The Futilitarians: Q&A with author Anne Gisleson

The Futilitarians by Anne Gisleson

What do you like most about writing?

The dedicated focus and the concentration. Life is busy, the world can be bonkers and my mind is often pretty messy and disorganized. The page is a designated space to try to straighten things out. Didion said it best: “I write entirely to find out what I’m thinking, what I’m looking at, what I see and what it means. What I want and what I fear.” It helps me know the world better. I love the scary luxury of sitting down to write and having no idea where it’s going to lead, what I’ll discover, how many times I’ll change my mind, etc. It’s a bonus if I actually get to share what I write with the world and have it connect with others.

What don’t you like about writing?

Once I accepted that the hundreds of thousands of unpublished words and dozens of failed pieces are all in service of the published, more successful ones, there’s not much I don’t like about writing. Except maybe the required self-involvement and prolonged detachment from loved ones.

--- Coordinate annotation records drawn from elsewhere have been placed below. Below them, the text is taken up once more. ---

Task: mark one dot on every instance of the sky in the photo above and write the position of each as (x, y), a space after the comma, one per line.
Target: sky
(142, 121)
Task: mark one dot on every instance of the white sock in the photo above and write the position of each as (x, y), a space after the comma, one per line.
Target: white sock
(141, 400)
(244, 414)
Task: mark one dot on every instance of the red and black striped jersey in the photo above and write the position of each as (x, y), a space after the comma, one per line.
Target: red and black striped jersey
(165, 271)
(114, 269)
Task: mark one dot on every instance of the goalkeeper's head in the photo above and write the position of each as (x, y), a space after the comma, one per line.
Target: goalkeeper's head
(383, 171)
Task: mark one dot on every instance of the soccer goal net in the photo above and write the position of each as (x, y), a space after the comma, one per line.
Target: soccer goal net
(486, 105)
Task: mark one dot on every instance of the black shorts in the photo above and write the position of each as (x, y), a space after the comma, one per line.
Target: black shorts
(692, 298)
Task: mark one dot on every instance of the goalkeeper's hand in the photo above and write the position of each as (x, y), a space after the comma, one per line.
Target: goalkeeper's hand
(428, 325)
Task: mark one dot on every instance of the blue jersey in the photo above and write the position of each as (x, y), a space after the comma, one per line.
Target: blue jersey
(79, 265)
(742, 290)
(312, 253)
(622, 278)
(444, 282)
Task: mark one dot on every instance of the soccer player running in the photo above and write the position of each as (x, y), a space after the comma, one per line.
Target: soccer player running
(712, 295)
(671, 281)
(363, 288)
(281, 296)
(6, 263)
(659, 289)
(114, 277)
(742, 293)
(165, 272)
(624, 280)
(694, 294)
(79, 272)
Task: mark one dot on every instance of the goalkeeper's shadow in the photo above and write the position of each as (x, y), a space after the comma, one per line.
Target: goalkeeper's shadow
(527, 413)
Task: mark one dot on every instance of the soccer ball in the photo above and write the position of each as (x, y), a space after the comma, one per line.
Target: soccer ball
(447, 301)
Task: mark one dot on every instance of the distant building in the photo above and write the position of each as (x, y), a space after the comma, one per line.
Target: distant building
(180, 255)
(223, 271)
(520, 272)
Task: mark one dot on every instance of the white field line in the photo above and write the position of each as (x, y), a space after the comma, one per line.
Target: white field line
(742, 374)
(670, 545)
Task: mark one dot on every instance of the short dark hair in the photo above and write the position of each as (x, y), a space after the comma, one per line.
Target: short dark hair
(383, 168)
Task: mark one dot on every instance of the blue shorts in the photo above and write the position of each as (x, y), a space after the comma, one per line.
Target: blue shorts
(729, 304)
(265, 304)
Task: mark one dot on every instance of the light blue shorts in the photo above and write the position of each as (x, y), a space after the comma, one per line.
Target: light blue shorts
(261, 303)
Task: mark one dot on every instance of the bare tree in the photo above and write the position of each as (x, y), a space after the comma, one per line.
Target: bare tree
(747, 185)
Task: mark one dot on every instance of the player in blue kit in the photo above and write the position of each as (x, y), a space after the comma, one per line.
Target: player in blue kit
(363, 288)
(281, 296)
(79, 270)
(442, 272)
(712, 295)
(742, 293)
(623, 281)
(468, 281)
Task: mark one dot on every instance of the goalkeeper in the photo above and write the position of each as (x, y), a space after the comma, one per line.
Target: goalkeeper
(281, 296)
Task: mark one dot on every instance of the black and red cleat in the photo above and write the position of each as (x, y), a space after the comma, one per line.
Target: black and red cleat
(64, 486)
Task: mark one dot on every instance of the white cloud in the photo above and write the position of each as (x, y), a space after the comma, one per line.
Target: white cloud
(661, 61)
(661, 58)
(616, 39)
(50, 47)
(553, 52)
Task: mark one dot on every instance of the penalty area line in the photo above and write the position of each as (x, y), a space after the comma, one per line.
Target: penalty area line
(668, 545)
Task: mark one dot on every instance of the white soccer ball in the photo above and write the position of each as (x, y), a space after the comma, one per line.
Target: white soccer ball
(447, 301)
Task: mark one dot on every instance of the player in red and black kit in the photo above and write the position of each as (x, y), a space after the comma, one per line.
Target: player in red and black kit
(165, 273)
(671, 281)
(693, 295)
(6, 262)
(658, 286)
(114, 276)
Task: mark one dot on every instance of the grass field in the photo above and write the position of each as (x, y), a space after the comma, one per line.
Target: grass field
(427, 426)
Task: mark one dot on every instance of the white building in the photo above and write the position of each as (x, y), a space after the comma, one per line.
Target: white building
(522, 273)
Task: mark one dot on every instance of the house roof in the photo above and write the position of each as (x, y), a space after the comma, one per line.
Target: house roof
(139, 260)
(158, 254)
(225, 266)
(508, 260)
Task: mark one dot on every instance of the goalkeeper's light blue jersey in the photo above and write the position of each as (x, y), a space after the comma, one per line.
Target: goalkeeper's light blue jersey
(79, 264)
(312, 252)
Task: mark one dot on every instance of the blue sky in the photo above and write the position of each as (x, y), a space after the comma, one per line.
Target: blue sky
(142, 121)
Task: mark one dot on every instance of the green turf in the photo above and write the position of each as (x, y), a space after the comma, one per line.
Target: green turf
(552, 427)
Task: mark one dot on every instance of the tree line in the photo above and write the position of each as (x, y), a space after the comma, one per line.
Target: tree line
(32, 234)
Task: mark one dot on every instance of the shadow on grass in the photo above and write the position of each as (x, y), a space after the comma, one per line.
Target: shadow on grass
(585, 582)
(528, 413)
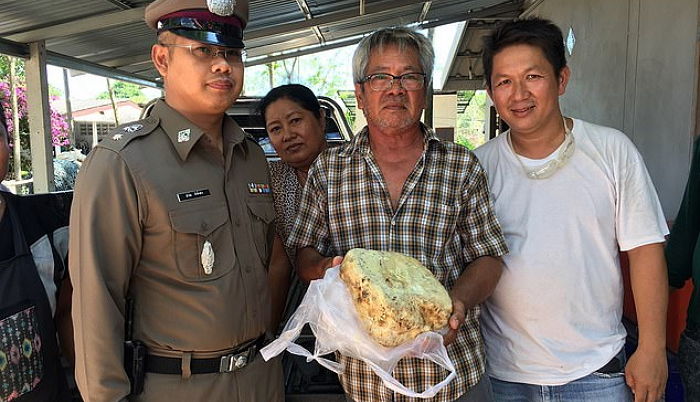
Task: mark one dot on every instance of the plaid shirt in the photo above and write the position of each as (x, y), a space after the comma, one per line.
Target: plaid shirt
(444, 218)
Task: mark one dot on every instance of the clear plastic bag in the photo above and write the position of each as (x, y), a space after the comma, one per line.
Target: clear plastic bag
(328, 309)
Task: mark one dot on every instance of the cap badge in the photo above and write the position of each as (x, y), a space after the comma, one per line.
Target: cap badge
(221, 7)
(132, 128)
(183, 135)
(208, 258)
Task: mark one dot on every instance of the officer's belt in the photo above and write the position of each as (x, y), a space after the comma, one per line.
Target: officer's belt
(235, 360)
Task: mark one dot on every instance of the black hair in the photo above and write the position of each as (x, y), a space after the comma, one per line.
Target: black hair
(533, 31)
(296, 93)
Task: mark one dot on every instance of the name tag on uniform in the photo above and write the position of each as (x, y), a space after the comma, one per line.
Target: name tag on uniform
(191, 195)
(258, 188)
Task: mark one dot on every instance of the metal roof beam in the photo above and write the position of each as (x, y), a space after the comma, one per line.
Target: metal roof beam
(97, 69)
(60, 60)
(302, 52)
(331, 18)
(124, 5)
(304, 7)
(94, 23)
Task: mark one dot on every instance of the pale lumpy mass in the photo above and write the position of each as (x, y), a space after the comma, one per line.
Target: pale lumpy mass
(396, 297)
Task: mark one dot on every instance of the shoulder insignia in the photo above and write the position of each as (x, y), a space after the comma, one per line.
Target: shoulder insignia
(120, 136)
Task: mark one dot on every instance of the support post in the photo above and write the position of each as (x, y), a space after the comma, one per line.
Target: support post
(69, 106)
(17, 143)
(39, 118)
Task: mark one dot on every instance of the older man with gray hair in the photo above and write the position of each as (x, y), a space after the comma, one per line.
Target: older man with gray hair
(397, 187)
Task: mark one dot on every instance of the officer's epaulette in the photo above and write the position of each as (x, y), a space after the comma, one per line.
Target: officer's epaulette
(120, 136)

Do you have a designated writing space?

Absolutely. I share a studio with my husband, who’s a visual artist. It’s big enough that we have our distinct spaces and we’re almost never there at the same time. It’s only about ten minutes away, but it’s outside of the city and you have to cross the Industrial Canal via a hundred year old drawbridge, and then cross the parish (county) line. So it feels as though you’re leaving your regular life and ritualistically entering a totally different zone. Since it’s the only thing I do in that space, it’s a productivity chamber. I walk in, make coffee, sit down, write, leave, and go to my other job or next thing.

What were your favorite books growing up/which books influenced your writing?

In some ways, I feel as though I’ve never gotten past the pull of Virginia Woolf’s work. I first read her in high school and it permanently imprinted on me. I’d read passages over and over and map out how far she could travel within a single sentence, the constant negotiation between the internal and external. Her ability to synthesize observation, emotion, imagination, and intellect so compactly always awed me. She made me pay attention to how we experience the world in any given moment, how it feels to be alive, and the difficulty of trying to write that.

How did Hurricane Katrina change New Orleans?

I think for every New Orleanian affected by Katrina the city changed in a different way. Civic life does feel more intentional, as we’ve had to confront a lot of issues that had languished over the years, and we’ve become more open to change and more visible nationally. Katrina brought in fresh waves of people and ideas, some helpful, some not as much. But, empirically, since the storm, the city is whiter, there’s less affordable housing and the beautifully rebuilt schools are more segregated. There was a big post-Katrina push to preserve the city’s celebrated culture but not necessarily the communities who create it and many long-time residents are being pushed out of their historic neighborhoods. All of this is very painful and, for me, clouds whatever gains the city has made. It’s also hard to separate out the city’s changes from the same urban trends happening all over the country — gentrification, the impact of short-term rentals. Katrina maybe accelerated those things here. On another note, not sure what the correlation is, but we do have the most exciting and robust literary scene I’ve experienced here in my lifetime.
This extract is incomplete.